Added January 12, 2007
Mr. Hui's new title at PepsiCo will be VP, marketing after Mr. Lee, who holds that title now, relocates to New York on April 1.
[shanghai] Kitty Lun, who joined Lowe & Partners has chairman-CEO, China last October, has appointed several new executives to beef up the agency's battered reputation in the mainland. T. Krishna has been appointed regional director of planning, Greater China. Based in Shanghai, Mr. Krishna has been leading the agency's planning on specific Unilever brands and will now expand his Unilever role to the Greater China and the Asia/Pacific region. Previously, he was regional director of planning at Lowe, Mumbai.

Raymond Wu
has joined Lowe in Shanghai as head of strategy from Maxim's Group in Hong Kong, where he was head of sales and marketing. He has also worked at Bates Asia, its below-the-line arm 141 and McCann Erickson as well as at PepsiCo. Also, Sanjai Srivastava has been promoted to head of business management from senior business director, a position he accepted six months ago when he joined the office from Lowe's operation in India where he was senior VP in Mumbai. All three changes coincide with the departure of Neil Cotton, who resigned late last month as Lowe's Hong Kong-based head of strategy, Asia and deputy managing director, North Asia.

[beijing] Dwayne Koh has joined Saatchi & Saatchi as interactive creative director, a new position based in Beijing, from the same post at Ogilvy & Mather, Beijing.

[beijing] Paul McNeill was promoted to CEO, Greater China for Media Planning Group ( MPG), the global media arm of Havas, from general manager, China for Motivator, a media alliance in Asia/Pacific formed by Havas-owned Euro RSCG and WPP Group’s MindShare. He will remain based in Beijing but will also oversee MPG's offices in Shanghai, Guangzhou and Hong Kong.

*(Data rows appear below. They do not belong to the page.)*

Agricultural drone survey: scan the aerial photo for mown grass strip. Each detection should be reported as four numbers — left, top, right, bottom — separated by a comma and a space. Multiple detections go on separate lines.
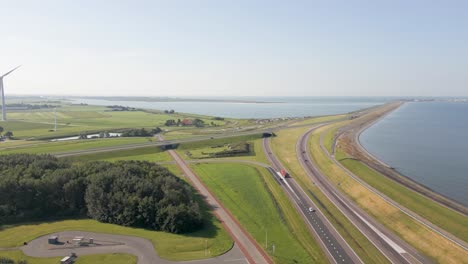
272, 128, 389, 263
0, 219, 232, 261
309, 126, 468, 263
0, 250, 137, 264
192, 163, 326, 263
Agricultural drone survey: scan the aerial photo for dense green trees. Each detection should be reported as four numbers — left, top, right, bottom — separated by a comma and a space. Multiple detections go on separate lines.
0, 154, 202, 233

"Motivator was always a partnership that would be disbanded at one point. We have always had a very happy and good relationship with MindShare but the MPG brand was in the pipeline for quite a while. At the end of last year we got official sign-off from the new Havas and MPG management teams to launch the brand throughout Asia, adding to the already existing Indian, Australian and Japanese operations," said Mr. McNeill.

[nanjing] Ford Motor Co. has promoted Phil Spender to chief operating officer of its operations in mainland China, a new position based in Nanjing. He joined the U.S. auto company as president of the Changan Ford Mazda Automobile plant in May 2005. Before that, he was the president of Auto Alliance International, a joint venture of Ford Motor and Mazda Motor in North America. He also served as president of Ford's operation in India for three years.

[beijing] IBM Corp. has appointed Chien Dah Chuen as chief executive officer, Greater China, based in Beijing. Previously, he was general manager of ASEAN countries and South Asia, based in Singapore. From 2001 until 2004 Mr. Chien was VP, Asia/Pacific of IBM's systems & technology group, based in Tokyo. He succeeds Henry Chow, who was chairman-CEO, Greater China for nearly 12 years and will continue as chairman. The company has also promoted Beijing-based Peter Shen to VP, Asia/Pacific from VP, operations, Greater China.